I’ve heard a lot of descriptions of fundraising over the years. In a recent interview with a major gift prospect for one of my clients, I heard him say that effective major gift fundraising combines the elements of elegance and brute force. His statement is, of course, hyperbole, but he’s right. These fundraising tactics are equally important. His point was that fundraisers constantly need to push forward with sophistication and dynamism to unpack a donor’s interests and inclinations, and to make an ask. Without all the elegant lead up, using brute force alone will not work. So, how do we really achieve the fine balance between elegance and brute force in fundraising?

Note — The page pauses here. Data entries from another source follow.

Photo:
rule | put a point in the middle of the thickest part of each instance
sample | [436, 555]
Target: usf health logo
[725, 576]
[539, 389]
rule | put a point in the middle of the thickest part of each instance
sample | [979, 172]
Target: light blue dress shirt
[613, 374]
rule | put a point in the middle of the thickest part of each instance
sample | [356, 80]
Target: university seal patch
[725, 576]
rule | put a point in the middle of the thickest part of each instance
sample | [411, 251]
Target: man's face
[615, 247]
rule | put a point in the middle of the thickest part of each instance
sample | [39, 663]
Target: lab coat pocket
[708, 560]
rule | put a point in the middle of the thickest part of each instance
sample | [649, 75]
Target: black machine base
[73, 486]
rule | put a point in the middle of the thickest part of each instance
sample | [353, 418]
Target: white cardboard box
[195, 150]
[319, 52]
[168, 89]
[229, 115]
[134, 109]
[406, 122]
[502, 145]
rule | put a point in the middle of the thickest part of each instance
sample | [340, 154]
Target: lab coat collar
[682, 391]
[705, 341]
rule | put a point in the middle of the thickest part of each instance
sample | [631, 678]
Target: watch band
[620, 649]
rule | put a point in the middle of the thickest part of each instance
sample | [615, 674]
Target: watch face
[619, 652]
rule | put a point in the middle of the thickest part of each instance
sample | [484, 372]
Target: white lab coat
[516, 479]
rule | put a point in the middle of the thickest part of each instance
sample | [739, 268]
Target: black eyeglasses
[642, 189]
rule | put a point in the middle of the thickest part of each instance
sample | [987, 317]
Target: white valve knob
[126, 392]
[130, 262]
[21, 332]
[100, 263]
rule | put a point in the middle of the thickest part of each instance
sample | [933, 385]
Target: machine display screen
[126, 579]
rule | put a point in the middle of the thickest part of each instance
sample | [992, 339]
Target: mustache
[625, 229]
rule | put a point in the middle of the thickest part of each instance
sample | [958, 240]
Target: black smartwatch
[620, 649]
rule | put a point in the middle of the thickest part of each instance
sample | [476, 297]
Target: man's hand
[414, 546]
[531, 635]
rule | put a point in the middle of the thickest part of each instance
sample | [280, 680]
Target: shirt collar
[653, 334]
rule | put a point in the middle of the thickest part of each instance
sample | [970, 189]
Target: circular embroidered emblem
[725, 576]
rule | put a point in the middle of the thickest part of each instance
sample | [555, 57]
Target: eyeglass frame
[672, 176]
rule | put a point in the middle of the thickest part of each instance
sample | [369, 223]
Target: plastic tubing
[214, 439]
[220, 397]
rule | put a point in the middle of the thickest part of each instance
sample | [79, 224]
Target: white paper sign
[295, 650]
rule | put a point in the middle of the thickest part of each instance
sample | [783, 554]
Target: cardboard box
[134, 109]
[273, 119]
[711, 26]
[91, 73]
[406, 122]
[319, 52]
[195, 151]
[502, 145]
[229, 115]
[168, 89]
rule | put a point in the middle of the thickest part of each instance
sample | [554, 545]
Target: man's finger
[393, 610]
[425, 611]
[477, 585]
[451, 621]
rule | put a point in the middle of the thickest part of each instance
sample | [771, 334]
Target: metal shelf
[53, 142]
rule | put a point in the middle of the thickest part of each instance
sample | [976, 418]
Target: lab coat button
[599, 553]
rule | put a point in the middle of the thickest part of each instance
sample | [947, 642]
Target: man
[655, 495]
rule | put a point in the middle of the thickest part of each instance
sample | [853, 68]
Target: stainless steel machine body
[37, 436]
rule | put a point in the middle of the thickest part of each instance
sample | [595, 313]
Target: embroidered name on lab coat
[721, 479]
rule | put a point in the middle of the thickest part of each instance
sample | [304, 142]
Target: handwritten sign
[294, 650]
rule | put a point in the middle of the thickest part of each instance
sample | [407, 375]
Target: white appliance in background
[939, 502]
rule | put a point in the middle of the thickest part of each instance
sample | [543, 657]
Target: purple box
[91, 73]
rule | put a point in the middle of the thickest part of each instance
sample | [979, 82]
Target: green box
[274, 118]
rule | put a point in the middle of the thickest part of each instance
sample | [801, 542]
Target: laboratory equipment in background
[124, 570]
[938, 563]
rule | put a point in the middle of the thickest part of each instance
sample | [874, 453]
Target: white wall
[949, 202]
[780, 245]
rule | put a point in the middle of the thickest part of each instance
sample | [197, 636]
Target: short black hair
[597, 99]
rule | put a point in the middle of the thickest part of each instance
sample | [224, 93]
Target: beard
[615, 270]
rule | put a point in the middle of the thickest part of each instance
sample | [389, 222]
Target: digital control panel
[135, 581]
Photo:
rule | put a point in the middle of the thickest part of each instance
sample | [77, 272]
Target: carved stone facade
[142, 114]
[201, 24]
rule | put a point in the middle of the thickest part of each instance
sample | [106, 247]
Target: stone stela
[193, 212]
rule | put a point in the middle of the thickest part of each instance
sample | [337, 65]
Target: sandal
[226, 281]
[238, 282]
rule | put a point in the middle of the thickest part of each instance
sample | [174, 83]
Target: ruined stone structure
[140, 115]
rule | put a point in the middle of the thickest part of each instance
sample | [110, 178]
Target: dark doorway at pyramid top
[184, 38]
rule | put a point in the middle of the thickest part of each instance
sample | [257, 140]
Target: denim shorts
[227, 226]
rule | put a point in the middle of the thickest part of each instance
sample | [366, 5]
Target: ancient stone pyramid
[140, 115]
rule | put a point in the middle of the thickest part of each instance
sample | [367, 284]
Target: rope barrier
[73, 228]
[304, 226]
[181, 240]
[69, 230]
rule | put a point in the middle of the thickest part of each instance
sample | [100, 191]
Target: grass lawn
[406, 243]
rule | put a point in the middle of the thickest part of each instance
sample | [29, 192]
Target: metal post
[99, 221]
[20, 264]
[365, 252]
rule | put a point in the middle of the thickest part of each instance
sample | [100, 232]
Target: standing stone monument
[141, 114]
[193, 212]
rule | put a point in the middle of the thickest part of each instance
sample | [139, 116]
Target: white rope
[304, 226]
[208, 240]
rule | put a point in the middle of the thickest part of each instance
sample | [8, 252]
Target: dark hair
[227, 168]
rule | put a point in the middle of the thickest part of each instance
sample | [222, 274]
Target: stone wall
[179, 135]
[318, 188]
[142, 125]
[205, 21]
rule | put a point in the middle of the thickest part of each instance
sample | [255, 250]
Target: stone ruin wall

Elegance, the long-term relationship
The elegance is in the messaging. Today, there are so many channels to deliver an organization’s value proposition – direct mail, email, social media, digital ad buys, one-on-one – that it is difficult to discern the message that triggered the gift. Often these donor touch points are not coordinated efforts that employ both philanthropic and traditional marketing strategies. On top of that, marketing and fundraising departments tend to jockey for control of the message. It may be time to reach across the aisle to create unified and motivating messaging to engage individuals new to your organization and to keep those already engaged, interested and incite them to do more. The message on the outer envelope should link to the digital ad in a search engine, to the banner on the website homepage, to the donate page, to the Facebook account, and to the monthly e-newsletter.
S&W was built on the idea that marketing and fundraising are intertwined – one drives the other. Creative and sophisticated marketing efforts are increasingly important in developing long-term relationships with donors, and as fundraisers, we need all the tools that are available.
Brute force, the short-term solution
Brute force is in the ask, and you cannot be afraid. One-on-one and peer-to-peer solicitations can never be replaced. A good fundraiser is proactive about creating these opportunities and providing volunteer leaders with the tools to make an ask, while convincing them that asking can be fun. All of the build-up, leads to the moment when a fundraiser waits for a “yes” or a “no”. Regardless of the answer, the ask is an instant – it happens and then you move on to steward the donor or to continue to cultivate the prospect, leading you right back to devising elegant, yet forceful fundraising strategies.